### **Pipeline.run_benchmark Tutorial**

The `Pipeline.run_benchmark` method in the SAGED library performs an end-to-end benchmarking process. This includes generating responses, extracting features, and analyzing data. This notebook demonstrates how to set up and execute the pipeline.

In [None]:

from your_module.pipeline import Pipeline
import pandas as pd

# Example function for generation (Replace with actual generation logic)
def example_function():
    return "Generated data example"


#### **Define Configurations**

In [None]:

config = {
    "generation": {
        "require": True,
        "generate_dict": {
            "example_generation": example_function  # Replace with a valid function
        },
        "generation_saving_location": "output/generated_benchmark.csv",
        "generation_list": ["example_generation"]
    },
    "extraction": {
        "feature_extractors": ["sentiment_classification", "toxicity_classification"],
        "calibration": True,
        "extraction_saving_location": "output/extracted_features.csv",
        "extractor_configs": {
            "sentiment_classification": {"some_param": "value"}  # Example config
        }
    },
    "analysis": {
        "specifications": ["concept", "source_tag"],
        "analyzers": ["mean", "selection_rate"],
        "analyzer_configs": {
            "selection_rate": {"standard_by": "mean"}
        },
        "statistics_saving_location": "output/statistics.csv",
        "disparity_saving_location": "output/disparities.csv"
    }
}


#### **Running the Benchmark**

In [None]:

# Define the domain
domain = "example_domain"

# Run the benchmark
Pipeline.run_benchmark(config=config, domain=domain)


#### **Outputs**


The following outputs will be generated:
1. **Generated Benchmark**: Saved to `generation["generation_saving_location"]`.
2. **Extracted Features**: Saved to `extraction["extraction_saving_location"]`.
3. **Analysis Statistics**: Saved to `analysis["statistics_saving_location"]`.
4. **Disparities**: Saved to `analysis["disparity_saving_location"]`.

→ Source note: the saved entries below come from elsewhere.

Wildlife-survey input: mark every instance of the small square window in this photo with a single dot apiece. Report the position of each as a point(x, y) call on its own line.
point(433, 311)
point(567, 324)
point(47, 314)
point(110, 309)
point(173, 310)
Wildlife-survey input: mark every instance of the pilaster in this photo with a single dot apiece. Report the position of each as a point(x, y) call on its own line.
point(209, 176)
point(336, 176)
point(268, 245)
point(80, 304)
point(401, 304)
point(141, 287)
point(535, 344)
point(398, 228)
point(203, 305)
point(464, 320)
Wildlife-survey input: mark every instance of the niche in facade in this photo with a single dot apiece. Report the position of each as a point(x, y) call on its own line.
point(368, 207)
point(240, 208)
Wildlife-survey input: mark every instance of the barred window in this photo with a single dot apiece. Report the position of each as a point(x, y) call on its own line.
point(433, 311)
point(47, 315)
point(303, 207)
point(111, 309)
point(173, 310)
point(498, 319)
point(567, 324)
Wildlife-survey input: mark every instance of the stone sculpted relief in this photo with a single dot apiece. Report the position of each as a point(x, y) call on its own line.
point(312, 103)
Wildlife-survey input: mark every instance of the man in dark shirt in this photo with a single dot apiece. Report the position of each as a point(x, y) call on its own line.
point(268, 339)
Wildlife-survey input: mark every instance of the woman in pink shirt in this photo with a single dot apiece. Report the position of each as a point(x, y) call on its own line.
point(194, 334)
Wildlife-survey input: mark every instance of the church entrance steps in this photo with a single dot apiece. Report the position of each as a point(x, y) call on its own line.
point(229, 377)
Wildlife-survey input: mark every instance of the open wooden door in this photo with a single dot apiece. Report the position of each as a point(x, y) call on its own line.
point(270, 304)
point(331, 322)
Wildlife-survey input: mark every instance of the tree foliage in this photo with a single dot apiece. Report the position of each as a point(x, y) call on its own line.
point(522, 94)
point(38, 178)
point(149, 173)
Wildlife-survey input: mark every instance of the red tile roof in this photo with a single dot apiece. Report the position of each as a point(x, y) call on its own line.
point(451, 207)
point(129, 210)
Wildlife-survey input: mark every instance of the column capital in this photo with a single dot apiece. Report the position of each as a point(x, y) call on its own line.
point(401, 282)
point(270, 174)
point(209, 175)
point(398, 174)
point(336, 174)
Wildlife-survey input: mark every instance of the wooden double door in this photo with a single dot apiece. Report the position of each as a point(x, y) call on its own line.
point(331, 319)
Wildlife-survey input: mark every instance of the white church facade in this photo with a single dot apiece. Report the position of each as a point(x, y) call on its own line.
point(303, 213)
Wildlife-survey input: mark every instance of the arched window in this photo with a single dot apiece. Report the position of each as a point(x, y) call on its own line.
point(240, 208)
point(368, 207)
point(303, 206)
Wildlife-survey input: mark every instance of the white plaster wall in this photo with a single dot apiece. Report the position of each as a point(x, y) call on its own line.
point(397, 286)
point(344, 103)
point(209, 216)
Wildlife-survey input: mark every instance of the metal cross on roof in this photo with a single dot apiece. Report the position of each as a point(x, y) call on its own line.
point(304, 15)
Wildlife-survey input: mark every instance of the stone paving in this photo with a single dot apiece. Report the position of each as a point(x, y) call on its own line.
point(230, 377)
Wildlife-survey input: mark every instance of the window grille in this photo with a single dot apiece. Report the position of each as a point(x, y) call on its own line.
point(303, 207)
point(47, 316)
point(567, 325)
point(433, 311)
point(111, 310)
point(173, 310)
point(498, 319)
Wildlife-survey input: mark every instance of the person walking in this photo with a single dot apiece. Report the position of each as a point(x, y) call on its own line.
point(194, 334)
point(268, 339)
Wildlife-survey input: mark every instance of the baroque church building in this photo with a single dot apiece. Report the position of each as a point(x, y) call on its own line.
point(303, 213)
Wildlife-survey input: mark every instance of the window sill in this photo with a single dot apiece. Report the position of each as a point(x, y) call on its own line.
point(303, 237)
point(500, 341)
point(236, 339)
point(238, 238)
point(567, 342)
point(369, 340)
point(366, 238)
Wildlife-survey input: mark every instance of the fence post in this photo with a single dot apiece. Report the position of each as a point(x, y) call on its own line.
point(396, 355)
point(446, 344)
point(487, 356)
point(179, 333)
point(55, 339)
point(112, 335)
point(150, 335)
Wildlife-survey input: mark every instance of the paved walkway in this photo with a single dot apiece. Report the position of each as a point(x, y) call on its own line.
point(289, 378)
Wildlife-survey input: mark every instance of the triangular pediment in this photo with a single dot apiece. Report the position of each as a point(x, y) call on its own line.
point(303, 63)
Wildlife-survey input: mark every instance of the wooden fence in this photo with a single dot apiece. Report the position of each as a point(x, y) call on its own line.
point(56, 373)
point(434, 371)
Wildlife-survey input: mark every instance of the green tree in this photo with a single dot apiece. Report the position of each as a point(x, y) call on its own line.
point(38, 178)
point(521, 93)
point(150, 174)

#### **Example Output Inspection**

In [None]:

# Load generated benchmark
generated_benchmark = pd.read_csv("output/generated_benchmark.csv")
print(generated_benchmark.head())

# Load extracted features
extracted_features = pd.read_csv("output/extracted_features.csv")
print(extracted_features.head())

# Load analysis statistics
statistics = pd.read_csv("output/statistics.csv")
print(statistics.head())

# Load disparities
disparities = pd.read_csv("output/disparities.csv")
print(disparities.head())


#### **Notes**


- Ensure all paths in `config` exist or adjust them to your environment.
- Validate the functions provided in `generation["generate_dict"]` to avoid runtime errors.
- Review outputs to refine configurations and improve benchmarking results.